Split is the cultural and political centre of Dalmatia (a historical region, once much larger, now stretching from the city of Karlobag further north along the coast to the Cape Prevlaka near Dubrovnik), and is the official seat of the Split–Dalmatia County. Approximately 180 000 people live in Split, making it the second-largest city in Croatia.
The official history of Split stretches back for 1700 years, when the Roman emperor Diocletian built his palace (emulating the form of the Roman military camp) as a place to which he would retire after stepping down from the imperial throne. However, preceding Diocletian's palace, the site held the Greek colony Aspalathos, meaning the plant called Spanish or weaver's broom (Spartia juncea). The plant is still numerous, especially on the southern slopes of the park-forest Marjan.
Split has excellent connections with the rest of Croatia and Europe. The new Split–Zagreb A1 motorway (popularly called " Dalmatina") reduces the almost 400 km (250 mile) journey to mere 3,5–4 hours of enjoyable car-ride. Daily ferry lines connect Split and Ancona, and regular and charter flights are available at the Split airport.

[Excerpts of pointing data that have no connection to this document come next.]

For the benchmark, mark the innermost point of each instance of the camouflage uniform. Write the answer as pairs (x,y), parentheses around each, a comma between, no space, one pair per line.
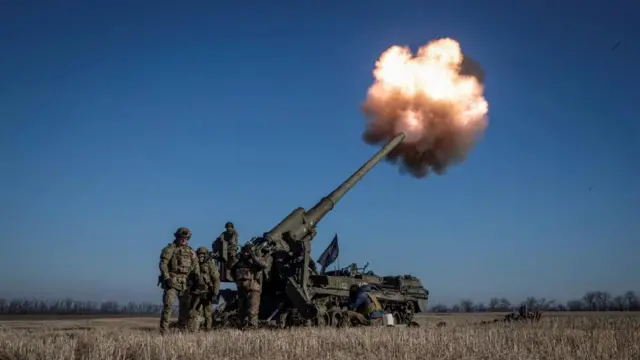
(363,307)
(247,274)
(178,269)
(206,292)
(225,247)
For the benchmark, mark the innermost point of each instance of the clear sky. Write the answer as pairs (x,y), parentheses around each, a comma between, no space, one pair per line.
(121,122)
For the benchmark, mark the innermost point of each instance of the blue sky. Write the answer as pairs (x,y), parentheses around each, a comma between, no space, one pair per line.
(122,122)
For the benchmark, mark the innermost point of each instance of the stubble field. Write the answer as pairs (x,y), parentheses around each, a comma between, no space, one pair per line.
(557,336)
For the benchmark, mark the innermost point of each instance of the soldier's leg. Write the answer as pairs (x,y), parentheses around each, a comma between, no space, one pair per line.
(253,307)
(194,311)
(207,312)
(167,308)
(184,299)
(242,306)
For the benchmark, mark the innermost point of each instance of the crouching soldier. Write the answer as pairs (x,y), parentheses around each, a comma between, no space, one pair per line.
(363,307)
(247,274)
(205,292)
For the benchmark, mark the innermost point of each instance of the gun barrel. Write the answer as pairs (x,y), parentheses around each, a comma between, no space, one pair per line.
(315,214)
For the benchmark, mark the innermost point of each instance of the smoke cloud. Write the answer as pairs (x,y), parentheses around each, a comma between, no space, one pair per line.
(435,98)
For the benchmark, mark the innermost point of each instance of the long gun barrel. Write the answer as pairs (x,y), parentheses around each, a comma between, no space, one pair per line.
(294,234)
(300,223)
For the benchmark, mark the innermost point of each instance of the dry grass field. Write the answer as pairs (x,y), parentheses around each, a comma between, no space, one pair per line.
(558,336)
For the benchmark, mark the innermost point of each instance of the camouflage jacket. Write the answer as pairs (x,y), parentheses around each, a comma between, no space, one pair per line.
(209,279)
(180,264)
(247,272)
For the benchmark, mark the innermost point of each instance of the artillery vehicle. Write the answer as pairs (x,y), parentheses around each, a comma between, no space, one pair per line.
(296,292)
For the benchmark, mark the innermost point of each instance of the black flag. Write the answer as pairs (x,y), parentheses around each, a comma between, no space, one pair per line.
(330,254)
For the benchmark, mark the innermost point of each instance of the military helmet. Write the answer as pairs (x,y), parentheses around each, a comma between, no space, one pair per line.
(202,250)
(182,232)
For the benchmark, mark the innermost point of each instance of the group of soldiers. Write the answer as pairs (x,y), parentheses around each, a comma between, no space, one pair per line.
(194,279)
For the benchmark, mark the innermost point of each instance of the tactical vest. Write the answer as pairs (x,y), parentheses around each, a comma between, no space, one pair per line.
(205,274)
(182,261)
(243,273)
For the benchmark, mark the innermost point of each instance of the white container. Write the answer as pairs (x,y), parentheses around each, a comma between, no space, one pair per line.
(387,320)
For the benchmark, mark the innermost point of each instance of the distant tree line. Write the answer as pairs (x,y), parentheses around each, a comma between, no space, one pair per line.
(591,301)
(75,307)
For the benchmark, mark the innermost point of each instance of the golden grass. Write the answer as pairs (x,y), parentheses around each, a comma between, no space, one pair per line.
(555,337)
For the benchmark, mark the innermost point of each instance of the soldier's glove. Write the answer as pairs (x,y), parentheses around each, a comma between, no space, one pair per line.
(168,283)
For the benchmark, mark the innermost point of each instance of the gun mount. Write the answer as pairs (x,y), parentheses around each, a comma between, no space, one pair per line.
(286,286)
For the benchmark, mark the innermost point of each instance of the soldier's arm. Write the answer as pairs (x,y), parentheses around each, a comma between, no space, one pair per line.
(195,268)
(165,257)
(258,261)
(215,278)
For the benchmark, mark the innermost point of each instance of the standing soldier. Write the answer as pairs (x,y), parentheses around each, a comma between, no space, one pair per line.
(206,292)
(225,248)
(247,274)
(178,269)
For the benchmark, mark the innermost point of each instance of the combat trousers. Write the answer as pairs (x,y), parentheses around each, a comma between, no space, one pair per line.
(201,304)
(184,301)
(249,306)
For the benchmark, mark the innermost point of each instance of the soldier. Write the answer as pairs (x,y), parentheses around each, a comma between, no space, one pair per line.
(206,292)
(178,269)
(247,274)
(225,248)
(363,307)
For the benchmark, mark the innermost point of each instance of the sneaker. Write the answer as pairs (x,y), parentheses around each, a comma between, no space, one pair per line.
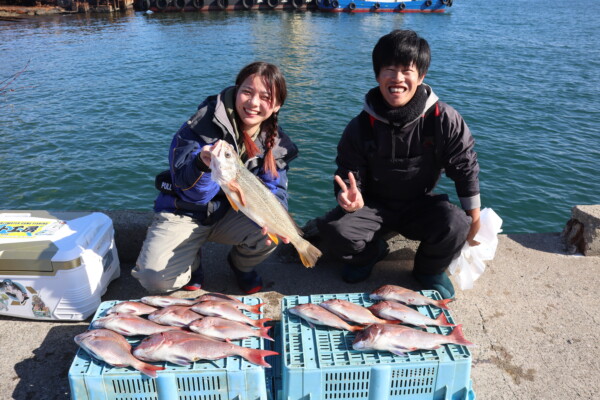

Split boasts several museums (including the Archaeological Museum, the Museum of Croatian National Monuments, and the Split City Museum), several galleries, theatres (Croatian National Theatre, City Youth Theatre, and the City Puppet Theatre), and cinemas. The cultural highlight of the summer is the Split Summer Festival, a month-long festival of drama, opera, music and dancing performances, held in July and August.